The Doberman Pinscher was developed in around 1890 by a German tax-collector, primarily as a guard dog. It has a very mixed ancestry of many different types of dogs, for instance the Rottweiler, Black and Tan Terrier, and German Pinscher. But the complete list of related dogs is impossible to trace back. It is suited for police and military work as it is an energetic and intelligent creature with a very strong bite due to its long muzzle. A docked tail makes the dog more aggressive. It gives the dog a more streamlined appearance, and it is less likely to get injured during a police action.
A Dobermann needs severe training. Both the owner’s and the dog’s consciousness are formed within this relationship. By the obedient appearance of the dog, it seems to concede to the rules it’s been given. But by knowing the rules it starts to gain power itself.

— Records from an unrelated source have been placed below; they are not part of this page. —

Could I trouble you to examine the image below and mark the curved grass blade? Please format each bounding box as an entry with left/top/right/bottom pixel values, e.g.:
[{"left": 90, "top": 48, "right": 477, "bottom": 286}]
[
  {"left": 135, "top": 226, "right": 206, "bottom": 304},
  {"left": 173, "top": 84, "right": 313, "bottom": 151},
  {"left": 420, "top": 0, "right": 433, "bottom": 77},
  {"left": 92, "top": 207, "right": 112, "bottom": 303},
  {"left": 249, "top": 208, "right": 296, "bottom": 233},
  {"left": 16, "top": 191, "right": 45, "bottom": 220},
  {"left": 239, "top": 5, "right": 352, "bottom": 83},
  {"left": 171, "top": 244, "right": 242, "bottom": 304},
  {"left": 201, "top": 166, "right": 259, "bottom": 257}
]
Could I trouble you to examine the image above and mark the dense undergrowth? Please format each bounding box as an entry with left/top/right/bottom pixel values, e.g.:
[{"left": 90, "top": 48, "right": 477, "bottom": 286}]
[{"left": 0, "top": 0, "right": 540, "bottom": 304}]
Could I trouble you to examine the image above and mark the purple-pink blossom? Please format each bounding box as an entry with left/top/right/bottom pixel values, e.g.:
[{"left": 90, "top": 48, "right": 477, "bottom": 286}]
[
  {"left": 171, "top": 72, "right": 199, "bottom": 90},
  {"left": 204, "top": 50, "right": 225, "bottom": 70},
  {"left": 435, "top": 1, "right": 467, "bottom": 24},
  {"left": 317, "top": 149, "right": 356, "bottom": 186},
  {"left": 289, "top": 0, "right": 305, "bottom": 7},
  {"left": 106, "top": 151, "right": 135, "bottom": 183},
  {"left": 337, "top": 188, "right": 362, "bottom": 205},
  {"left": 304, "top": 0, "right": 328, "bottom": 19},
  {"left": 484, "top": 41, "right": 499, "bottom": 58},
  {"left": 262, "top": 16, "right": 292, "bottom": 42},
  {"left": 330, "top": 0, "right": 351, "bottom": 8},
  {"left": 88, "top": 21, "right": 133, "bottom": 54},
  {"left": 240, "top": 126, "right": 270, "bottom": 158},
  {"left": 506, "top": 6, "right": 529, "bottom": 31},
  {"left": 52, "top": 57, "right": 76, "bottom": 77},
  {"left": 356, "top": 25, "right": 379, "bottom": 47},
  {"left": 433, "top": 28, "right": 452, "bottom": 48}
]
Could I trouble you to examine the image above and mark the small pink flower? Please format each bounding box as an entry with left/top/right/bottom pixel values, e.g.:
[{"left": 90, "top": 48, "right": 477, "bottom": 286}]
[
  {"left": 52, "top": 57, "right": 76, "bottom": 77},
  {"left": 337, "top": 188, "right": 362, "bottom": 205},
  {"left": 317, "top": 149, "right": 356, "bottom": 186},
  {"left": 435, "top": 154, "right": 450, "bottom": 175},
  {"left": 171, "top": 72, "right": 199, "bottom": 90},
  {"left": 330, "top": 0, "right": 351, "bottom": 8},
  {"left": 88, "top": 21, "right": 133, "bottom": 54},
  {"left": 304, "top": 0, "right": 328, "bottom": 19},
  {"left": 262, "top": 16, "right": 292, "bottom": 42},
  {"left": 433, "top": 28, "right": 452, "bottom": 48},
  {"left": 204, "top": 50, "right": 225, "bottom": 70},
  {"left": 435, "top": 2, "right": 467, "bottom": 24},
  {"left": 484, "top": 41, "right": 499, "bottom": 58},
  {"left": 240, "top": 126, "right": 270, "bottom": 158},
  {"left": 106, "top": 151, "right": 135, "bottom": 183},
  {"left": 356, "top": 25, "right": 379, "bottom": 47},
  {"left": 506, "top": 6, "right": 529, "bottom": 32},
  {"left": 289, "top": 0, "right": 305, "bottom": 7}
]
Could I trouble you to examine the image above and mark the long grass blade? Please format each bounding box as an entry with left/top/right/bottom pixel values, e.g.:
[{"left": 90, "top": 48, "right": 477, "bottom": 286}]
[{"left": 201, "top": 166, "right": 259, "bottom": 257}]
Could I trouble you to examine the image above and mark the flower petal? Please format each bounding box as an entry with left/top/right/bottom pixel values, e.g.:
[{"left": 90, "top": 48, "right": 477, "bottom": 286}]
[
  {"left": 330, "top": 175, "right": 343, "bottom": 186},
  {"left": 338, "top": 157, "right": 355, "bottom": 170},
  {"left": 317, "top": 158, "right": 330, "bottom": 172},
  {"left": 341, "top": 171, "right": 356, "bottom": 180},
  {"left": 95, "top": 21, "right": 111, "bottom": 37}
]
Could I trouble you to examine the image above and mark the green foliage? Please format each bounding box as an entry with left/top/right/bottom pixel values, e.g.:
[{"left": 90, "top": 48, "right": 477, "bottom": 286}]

Jan Adriaans (1972) graduated MA at the Dutch Art Institute and succeeded a course on ‘Posthumanism’ as part of a Master program American Literature at the University Leiden. In his work, Jan Adriaans compares ecological and social systems and patterns, to question the idea of the independent operating entity.
Through video and performance Adriaans’ explores human selfhood in its evolutionary context. By drawing a parallel with the animal, the set of constraints we are subjected to become more apparent, the construction of subjectivity, and emergence of a sense of agency as a property of the self. If we take these constraints into account, how can we redefine human agency, will, and control?